Hell is a doctor's waiting room
It’s interesting what
you can observe while waiting to see the doctor. I was in the waiting room
yesterday amidst a group of people who were by no means exceptional (in
the sense that I don’t actually believe a malicious power assembled them
for the purpose of annoying me) but all of whom displayed such aggravating
abilities.
Firstly we have the huge woman. I have nothing against huge people. But I
did take against her. I first saw her when she emerged from the toilet.
The door opens outwards (presumably for disabled access) and she attempted
to close it with her feet. Yes feet. Plural. She kicked with the right
foot and the door merely collided with her left foot. She then flicked at
it with the left which did nothing for her cause. Then, quite independent
from her footwork, she belched rather loudly and her pride in this
expulsion gave her renewed confidence to return to the door. She hooked
her right leg around the door and swung it shut. I forget what she was
doing with her hands this whole time, it certainly wasn’t covering her
mouth.
There is a cunning system at our doctor’s where your name flashes up on a
board when it is your turn to be seen. The huge woman got up every single
time the buzzer went only to be tugged back down by her harassed looking
other half. She was sat right in front of the light board and seemed to be
starring at it. Maybe she thought she could Derren Brown the board and
make it say her name. Maybe she was just thick.
“Thick” is of course a subjective term. Intelligence is relative. There
are no doubt scholars by the millions who think I’m thick. There may even
be an elevated mind who could bestow the insult upon Sir Stephen Fry
himself (though I would hunt down such a wretch and punch him till he
bled). There was a thick bloke sat about three chairs to my right. How do
I know he was thick? Was I prejudging him based on his shell suit? The
cigarette behind his ear? The accent? Well no. Not this time. This time I
had proof that he was thick. Countdown was on and it was the numbers game.
Oddly I am much better at the numbers game than the letters game. Feeling
under the weather enough to be at the doctor’s meant I wasn’t paying much
attention to the show. I’d read the same page of my book about four times
and had given in to the numbness in my brain.
100 4 3 10 8 6
Those were the numbers given and the total generated by the machine was
718.
Thirty seconds passed by. Ten of those for me and (by their putting down
of pencils) the contestants to solve and check their answer and twenty to
star vacantly and slightly smugly around.
“702” said the thick bloke.
“That’s good” said he wife / girlfriend / other.
I challenge anyone to dispute my claim that this man is thick.
4+3=7
7x100=700
10+8=18
700+18=718
But you already knew
that.
Young families with children have to visit the doctor.
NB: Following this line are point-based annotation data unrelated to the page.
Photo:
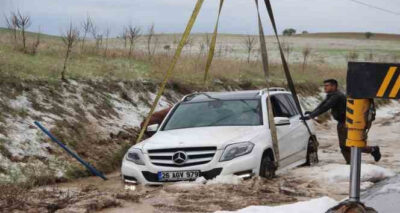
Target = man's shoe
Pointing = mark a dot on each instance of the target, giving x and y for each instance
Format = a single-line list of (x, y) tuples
[(376, 153)]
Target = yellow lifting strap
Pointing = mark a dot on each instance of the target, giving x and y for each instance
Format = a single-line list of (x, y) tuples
[(264, 56), (213, 42), (172, 66)]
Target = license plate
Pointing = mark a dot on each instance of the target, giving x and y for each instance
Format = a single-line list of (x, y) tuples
[(178, 175)]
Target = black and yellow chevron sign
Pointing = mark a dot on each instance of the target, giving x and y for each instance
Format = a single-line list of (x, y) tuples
[(373, 80)]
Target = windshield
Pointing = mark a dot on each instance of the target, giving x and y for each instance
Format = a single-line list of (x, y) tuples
[(216, 113)]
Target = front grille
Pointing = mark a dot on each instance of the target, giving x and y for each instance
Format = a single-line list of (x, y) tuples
[(195, 156), (153, 177)]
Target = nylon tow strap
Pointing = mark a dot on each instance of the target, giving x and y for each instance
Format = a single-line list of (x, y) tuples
[(211, 51), (264, 56), (172, 66), (285, 65)]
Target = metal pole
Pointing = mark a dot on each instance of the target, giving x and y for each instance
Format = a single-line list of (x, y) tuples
[(69, 151), (355, 174)]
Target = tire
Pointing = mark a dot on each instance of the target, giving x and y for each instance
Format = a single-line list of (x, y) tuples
[(312, 152), (268, 168)]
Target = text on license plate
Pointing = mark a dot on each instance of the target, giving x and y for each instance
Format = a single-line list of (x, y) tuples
[(178, 175)]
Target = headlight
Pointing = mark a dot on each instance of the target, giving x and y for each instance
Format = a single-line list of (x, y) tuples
[(136, 156), (235, 150)]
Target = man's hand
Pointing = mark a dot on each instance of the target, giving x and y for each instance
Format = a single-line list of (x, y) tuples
[(305, 118)]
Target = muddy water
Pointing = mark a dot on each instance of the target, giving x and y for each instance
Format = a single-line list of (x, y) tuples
[(292, 186)]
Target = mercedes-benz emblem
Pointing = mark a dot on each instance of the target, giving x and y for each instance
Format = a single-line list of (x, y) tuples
[(179, 157)]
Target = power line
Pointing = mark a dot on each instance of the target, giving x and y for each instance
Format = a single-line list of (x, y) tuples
[(376, 7)]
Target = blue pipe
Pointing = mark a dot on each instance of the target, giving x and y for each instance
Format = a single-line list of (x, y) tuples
[(93, 170)]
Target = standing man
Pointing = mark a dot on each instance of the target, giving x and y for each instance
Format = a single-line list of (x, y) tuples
[(336, 102)]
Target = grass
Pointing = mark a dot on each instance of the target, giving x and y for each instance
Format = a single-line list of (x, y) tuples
[(90, 64)]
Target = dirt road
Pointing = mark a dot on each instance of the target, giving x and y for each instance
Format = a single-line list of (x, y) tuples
[(303, 183)]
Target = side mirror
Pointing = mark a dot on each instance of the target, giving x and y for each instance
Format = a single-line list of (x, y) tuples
[(152, 128), (281, 121)]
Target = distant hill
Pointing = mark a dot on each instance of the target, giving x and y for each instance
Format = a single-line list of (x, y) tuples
[(352, 35)]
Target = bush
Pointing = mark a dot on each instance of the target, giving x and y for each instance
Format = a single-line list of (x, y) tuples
[(289, 32), (368, 35)]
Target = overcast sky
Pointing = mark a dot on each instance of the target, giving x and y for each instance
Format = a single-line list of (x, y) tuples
[(238, 16)]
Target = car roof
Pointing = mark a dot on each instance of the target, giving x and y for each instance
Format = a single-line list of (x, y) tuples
[(231, 95)]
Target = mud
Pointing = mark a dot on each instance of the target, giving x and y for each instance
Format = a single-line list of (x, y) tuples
[(93, 194)]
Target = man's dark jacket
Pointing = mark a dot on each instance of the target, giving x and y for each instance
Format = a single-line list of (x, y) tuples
[(336, 101)]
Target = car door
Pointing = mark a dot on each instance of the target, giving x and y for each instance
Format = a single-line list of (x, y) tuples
[(298, 130), (283, 131)]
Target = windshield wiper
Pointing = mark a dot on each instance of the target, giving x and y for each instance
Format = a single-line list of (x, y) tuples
[(191, 96)]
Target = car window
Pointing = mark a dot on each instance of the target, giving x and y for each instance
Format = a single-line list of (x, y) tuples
[(292, 103), (215, 113), (281, 106)]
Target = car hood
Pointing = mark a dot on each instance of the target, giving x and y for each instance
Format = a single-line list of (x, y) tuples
[(201, 136)]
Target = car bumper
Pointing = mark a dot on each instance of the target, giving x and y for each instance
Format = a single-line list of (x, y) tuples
[(244, 166)]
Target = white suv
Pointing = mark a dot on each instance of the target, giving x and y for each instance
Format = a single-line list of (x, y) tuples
[(221, 133)]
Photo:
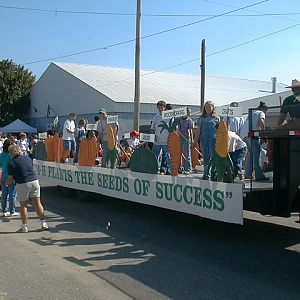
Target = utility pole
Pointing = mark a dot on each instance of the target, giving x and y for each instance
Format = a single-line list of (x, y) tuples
[(137, 91), (202, 67)]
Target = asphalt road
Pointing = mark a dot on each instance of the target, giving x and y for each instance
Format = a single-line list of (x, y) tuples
[(112, 249)]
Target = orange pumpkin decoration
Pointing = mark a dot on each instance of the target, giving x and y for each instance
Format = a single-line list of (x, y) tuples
[(87, 152)]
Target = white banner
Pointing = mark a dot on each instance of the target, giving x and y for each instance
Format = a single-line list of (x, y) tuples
[(147, 137), (177, 112), (112, 119), (189, 194), (229, 111)]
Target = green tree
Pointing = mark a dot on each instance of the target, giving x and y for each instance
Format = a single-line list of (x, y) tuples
[(15, 85)]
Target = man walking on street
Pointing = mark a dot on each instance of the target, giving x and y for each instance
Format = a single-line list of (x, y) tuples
[(20, 170)]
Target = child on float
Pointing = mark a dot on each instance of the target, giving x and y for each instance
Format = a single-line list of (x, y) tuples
[(206, 132), (186, 136), (80, 133)]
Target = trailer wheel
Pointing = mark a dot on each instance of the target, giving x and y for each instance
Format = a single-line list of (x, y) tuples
[(67, 192)]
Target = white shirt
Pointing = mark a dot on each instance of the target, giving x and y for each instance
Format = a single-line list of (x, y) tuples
[(256, 116), (161, 138), (235, 124), (71, 126)]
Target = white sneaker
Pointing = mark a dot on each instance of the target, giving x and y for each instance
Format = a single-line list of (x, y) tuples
[(23, 228), (14, 214), (45, 226)]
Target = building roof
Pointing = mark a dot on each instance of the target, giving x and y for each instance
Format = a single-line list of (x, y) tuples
[(177, 88)]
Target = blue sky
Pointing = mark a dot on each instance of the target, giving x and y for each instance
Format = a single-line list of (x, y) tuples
[(28, 36)]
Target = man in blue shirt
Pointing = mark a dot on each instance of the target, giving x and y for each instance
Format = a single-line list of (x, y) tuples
[(20, 169)]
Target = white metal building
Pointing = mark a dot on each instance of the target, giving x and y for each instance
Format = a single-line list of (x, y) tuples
[(66, 87)]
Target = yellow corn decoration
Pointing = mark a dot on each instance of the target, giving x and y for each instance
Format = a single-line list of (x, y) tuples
[(111, 137), (222, 140)]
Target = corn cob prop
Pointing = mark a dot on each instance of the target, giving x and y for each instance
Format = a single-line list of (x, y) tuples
[(112, 151), (174, 144), (221, 164)]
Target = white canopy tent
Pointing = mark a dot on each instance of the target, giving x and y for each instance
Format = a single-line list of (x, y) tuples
[(18, 126)]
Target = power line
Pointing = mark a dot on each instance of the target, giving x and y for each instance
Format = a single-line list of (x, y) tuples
[(144, 14), (210, 54), (147, 36)]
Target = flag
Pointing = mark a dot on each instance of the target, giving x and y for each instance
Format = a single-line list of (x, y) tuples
[(48, 111), (55, 121)]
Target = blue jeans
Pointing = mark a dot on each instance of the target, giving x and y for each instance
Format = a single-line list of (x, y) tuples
[(207, 150), (104, 155), (9, 191), (77, 152), (252, 160), (165, 156), (237, 160), (185, 145)]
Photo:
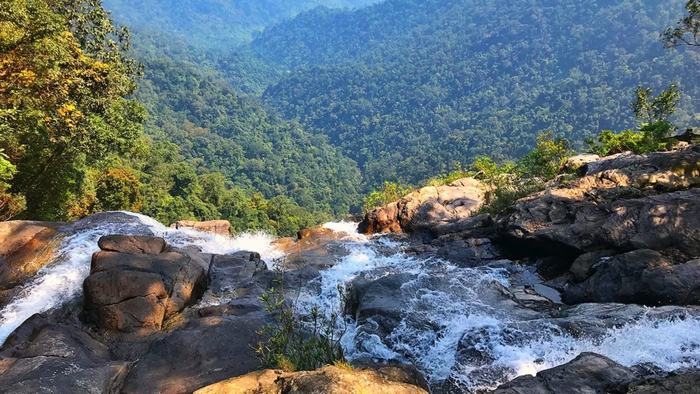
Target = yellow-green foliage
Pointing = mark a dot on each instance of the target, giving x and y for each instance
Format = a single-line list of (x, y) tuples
[(651, 137), (512, 181), (290, 345), (390, 192)]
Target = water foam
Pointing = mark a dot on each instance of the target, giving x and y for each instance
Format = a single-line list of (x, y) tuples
[(61, 280), (447, 302)]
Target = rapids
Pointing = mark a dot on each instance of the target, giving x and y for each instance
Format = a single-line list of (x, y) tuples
[(448, 309)]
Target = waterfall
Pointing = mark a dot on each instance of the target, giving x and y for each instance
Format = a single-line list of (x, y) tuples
[(61, 280), (443, 305)]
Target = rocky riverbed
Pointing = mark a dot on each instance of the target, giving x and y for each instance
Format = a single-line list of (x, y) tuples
[(589, 286)]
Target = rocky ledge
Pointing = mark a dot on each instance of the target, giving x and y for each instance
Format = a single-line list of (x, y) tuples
[(157, 318), (625, 230)]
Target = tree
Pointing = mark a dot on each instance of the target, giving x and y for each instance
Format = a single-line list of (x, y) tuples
[(64, 79), (687, 31), (10, 204), (650, 109)]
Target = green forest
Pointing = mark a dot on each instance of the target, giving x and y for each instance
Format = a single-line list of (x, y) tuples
[(278, 115)]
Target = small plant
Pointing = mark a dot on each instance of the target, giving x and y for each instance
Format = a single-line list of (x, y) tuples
[(653, 135), (546, 159), (298, 342), (511, 181), (446, 179), (390, 192)]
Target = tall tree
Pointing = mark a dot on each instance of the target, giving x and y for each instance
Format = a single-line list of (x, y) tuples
[(64, 79), (687, 31)]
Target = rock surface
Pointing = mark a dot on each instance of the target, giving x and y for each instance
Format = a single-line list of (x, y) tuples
[(220, 227), (623, 203), (428, 209), (587, 373), (43, 356), (330, 379), (136, 292), (202, 352), (641, 276), (316, 247)]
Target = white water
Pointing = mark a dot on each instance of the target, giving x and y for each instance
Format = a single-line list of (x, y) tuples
[(61, 281), (443, 303)]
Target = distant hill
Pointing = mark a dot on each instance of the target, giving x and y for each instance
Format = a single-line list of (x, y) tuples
[(409, 88), (217, 24)]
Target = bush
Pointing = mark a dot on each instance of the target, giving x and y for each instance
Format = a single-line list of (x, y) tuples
[(291, 345), (546, 159), (510, 181), (10, 204), (652, 137), (446, 179), (390, 192), (119, 189)]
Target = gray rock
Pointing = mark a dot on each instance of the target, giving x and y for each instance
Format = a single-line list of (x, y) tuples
[(134, 244), (642, 277), (203, 352), (588, 373), (137, 292), (43, 356)]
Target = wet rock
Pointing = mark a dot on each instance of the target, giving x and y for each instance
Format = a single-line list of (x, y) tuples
[(25, 247), (44, 356), (136, 292), (429, 209), (328, 379), (624, 203), (470, 252), (220, 227), (133, 244), (381, 300), (230, 272), (587, 373), (641, 276), (585, 264), (679, 382), (317, 247), (579, 162)]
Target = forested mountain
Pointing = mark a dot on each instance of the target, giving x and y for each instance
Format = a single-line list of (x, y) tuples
[(217, 24), (409, 88), (198, 111)]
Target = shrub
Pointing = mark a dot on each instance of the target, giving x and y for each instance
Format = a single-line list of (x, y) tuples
[(510, 181), (10, 204), (390, 192), (446, 179), (297, 342), (546, 159), (652, 137)]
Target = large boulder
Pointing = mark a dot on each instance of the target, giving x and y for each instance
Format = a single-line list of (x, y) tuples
[(25, 247), (204, 351), (624, 203), (132, 244), (587, 373), (428, 209), (679, 382), (219, 227), (130, 292), (330, 379), (642, 277)]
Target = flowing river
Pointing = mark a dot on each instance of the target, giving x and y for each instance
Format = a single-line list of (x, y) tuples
[(455, 324)]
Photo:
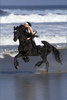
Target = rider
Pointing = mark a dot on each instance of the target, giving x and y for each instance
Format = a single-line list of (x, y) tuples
[(30, 31)]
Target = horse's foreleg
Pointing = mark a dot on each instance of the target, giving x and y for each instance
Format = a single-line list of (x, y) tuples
[(16, 64), (26, 59), (39, 63), (45, 61)]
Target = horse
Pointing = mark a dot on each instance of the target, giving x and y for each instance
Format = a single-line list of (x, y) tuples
[(26, 48)]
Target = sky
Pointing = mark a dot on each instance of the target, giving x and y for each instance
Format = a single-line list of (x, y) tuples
[(33, 2)]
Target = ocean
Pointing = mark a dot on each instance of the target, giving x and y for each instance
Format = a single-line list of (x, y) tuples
[(50, 22), (27, 83)]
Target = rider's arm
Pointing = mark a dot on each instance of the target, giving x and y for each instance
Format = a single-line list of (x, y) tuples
[(30, 31)]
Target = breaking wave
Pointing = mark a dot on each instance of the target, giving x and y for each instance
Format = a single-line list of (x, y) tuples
[(33, 18)]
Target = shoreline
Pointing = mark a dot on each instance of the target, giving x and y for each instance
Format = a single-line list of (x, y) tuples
[(7, 66)]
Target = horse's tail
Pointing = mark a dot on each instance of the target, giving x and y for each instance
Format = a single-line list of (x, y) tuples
[(56, 54)]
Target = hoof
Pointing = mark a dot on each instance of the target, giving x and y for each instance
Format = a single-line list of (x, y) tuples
[(26, 59), (16, 67)]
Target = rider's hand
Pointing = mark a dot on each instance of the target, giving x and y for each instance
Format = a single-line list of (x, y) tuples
[(28, 38)]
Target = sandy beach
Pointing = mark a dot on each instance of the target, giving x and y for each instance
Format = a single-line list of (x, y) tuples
[(27, 83), (7, 66)]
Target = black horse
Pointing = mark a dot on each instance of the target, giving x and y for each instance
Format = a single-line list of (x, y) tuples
[(26, 48)]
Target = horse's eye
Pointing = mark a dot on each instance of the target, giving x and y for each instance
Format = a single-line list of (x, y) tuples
[(15, 30)]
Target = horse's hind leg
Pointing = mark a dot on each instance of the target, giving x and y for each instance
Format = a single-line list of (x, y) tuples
[(16, 64), (47, 65)]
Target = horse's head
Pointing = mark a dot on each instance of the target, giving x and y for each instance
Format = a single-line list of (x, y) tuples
[(17, 32)]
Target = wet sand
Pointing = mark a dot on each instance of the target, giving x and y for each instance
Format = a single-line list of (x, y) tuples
[(33, 87), (7, 66), (24, 84)]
That’s fine.
Encouraging that child to be creative is good. However, draw in your mind
a plan of the waiting room. Looking from above, the parents were sat
bottom left. The children’s area is top right. The child stomps off
(literally stomps – such small feet making such a lot of noise is hard to
equate) to draw something. Child stomps back two minutes later with some
scribble. The parents coo over how good it is. But – and here is the crux
of my loathing – they critique it. They told the child it needed more of
this and that. The child stomps off to the crayons. Two minutes later it
stomps back (I couldn’t be bothered finding out if it was a boy or girl,
it didn’t seem to matter). The parents again offer helpful advice. Stomp
off, stomp back. More advice. Stomp off, stomp back. More advice and so
on. Add to that squeals and shouts back and forth between seated parents
and drawing child and you can see how they were grating like a contestant
at the world cheese-shredding championship.
Time is pressing so I can only give the briefest mentions to the school
girl who kept sniffing her armpits, the pensioner with the over active
mobile phone and the Channel 4 show where a pretentious couple went round
the French coast looking for a house suitable for her to use as a
beautification parlour.
I spent about ten minutes with the doctor. I remember miming my brain
exploding (with sound effects) and him examining the backs of my eyes for
the cause of my dizziness. He also told me not to worry and that I wasn’t
a hypochondriac which makes me sure he’s hiding something from me.
Probably something terribly serious.